Ragazzi sognati, amati, aiutati. E dal palco ripagano tanta fatica con tutto il loro entusiasmo. Senza troppe velleità artistiche. Ma nessuno di loro sogna di diventare un attore famoso. Anche perché i sogni sono lussi che non tutti loro possono permettersi. E dalle loro lettere questa cosa si capisce bene. In un mondo quasi totalmente digitalizzato, questi ragazzi sono fra quei pochi che ancora usano scrivere lettere per comunicare. E lo fanno all’antica, senza potersi nascondere dietro a faccine, sms, messaggi vocali. A dispetto di errori grammaticali, studi abbandonati, una lingua imparata sul campo. Una costrizione imposta dalla condizione detentiva che diventa occasione per liberare i pensieri. E’ il potere evocativo e terapeutico dela scrittura.
«Questo progetto teatrale – aggiunge Emanuela Giovannini – nasce proprio dalla loro scrittura. Abbiamo preso le loro lettere, in genere alle famiglie ma gli abbiamo anche chiesto di raccontarsi e raccontare il carcere. Ne è uscito uno spaccato irriverente, ironico, divertente. Perché in fondo i ragazzi sono ragazzi sempre, anche in un carcere. Tutto questo materiale è diventato un libro dal titolo ‘A mano libera’ e uno spettacolo. Senza velleità di farne degli scrittori o degli attori, ma utilizzando l’arte come mezzo per avvicinarli a loro stessi e alla cultura visto che scappano da ogni forma di scuola».
Ideato e diretto da Emanuela Giovannini con la collaborazione di Paolino Blandano e Valerio Di Filippo, lo spettacolo è stato l’atto conclusivo di un progetto teatrale portato avanti in carcere dall’Associazione Adynaton-Officina di Teatro Sociale, con il patrocinio del Ministero della Giustizia-Dipartimento Giustizia Minorile/Centro per la Giustizia Minorile del Lazio e il Garante dei Diritti dei Detenuti della Regione Lazio e realizzato con il contributo della Regione Lazio, Assessorato Cultura e Politiche Giovanili.

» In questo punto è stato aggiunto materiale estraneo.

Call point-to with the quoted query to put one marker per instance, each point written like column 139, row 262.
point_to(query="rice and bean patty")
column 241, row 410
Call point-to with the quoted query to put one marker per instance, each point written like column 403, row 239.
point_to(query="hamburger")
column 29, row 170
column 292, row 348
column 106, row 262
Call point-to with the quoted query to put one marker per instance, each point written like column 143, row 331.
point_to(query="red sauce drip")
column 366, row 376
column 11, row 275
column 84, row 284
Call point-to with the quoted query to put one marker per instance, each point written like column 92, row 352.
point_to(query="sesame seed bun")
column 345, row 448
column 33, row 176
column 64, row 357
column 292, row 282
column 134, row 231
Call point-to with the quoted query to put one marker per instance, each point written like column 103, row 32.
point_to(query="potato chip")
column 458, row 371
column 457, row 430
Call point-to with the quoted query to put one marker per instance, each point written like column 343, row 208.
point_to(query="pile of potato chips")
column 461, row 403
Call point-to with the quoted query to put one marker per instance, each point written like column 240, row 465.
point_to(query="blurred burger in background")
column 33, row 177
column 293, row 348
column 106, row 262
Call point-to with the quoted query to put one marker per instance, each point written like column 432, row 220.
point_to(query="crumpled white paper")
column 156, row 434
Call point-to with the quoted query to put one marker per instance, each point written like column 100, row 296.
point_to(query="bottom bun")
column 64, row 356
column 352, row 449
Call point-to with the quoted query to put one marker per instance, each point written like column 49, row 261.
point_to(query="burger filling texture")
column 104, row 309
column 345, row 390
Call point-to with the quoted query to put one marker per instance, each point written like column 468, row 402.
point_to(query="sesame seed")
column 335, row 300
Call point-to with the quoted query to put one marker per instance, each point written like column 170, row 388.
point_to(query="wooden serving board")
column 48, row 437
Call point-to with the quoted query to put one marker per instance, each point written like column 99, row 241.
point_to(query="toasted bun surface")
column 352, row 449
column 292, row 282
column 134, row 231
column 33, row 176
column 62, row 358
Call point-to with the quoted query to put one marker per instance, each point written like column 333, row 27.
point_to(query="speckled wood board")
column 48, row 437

L’Associazione Adynaton con l’Officina di Teatro Sociale quest’anno compie vent’anni al fianco dei giovani coinvolti in procedimenti penali o in condizione di disagio sociale e familiare. Vent’anni a lavorare sulla “leggerezza” perché agisca in profondità, in un luogo dove tutto ha un peso e fra vite e storie pesanti. Vent’anni a utilizzare l’arte come mezzo per avvicinare i ragazzi a loro stessi e alla cultura.
Leggerezza. E’ la parola che meglio sintetizza tutto lo spettacolo. Perché i ragazzi sul palco e quelli nel pubblico ridono, scherzano, ammiccano come farebbe ogni ragazzo. Salgono sul palco con passo sicuro e per poi prendere un foglio in mano e con il tremore tradire una grande emozione. A dispetto di quella faccia da duro e quei tatuaggi che coprono il viso ma non riescono a coprire le emozioni. C’è chi si lancia un bacio, chi fa il segno del cuore con le mani. Ragazzi e ragazze di una qualsiasi scolaresca, di una qualsiasi città in un’assolata giornata di giugno. Le tende tirate alle finestre non fanno vedere le grate. E gli sguardi dolci delle guardie fanno persino dimenticare dove ci si trova. Perché i ragazzi sono così, se li lasci sognare vanno ‘a mano libera’.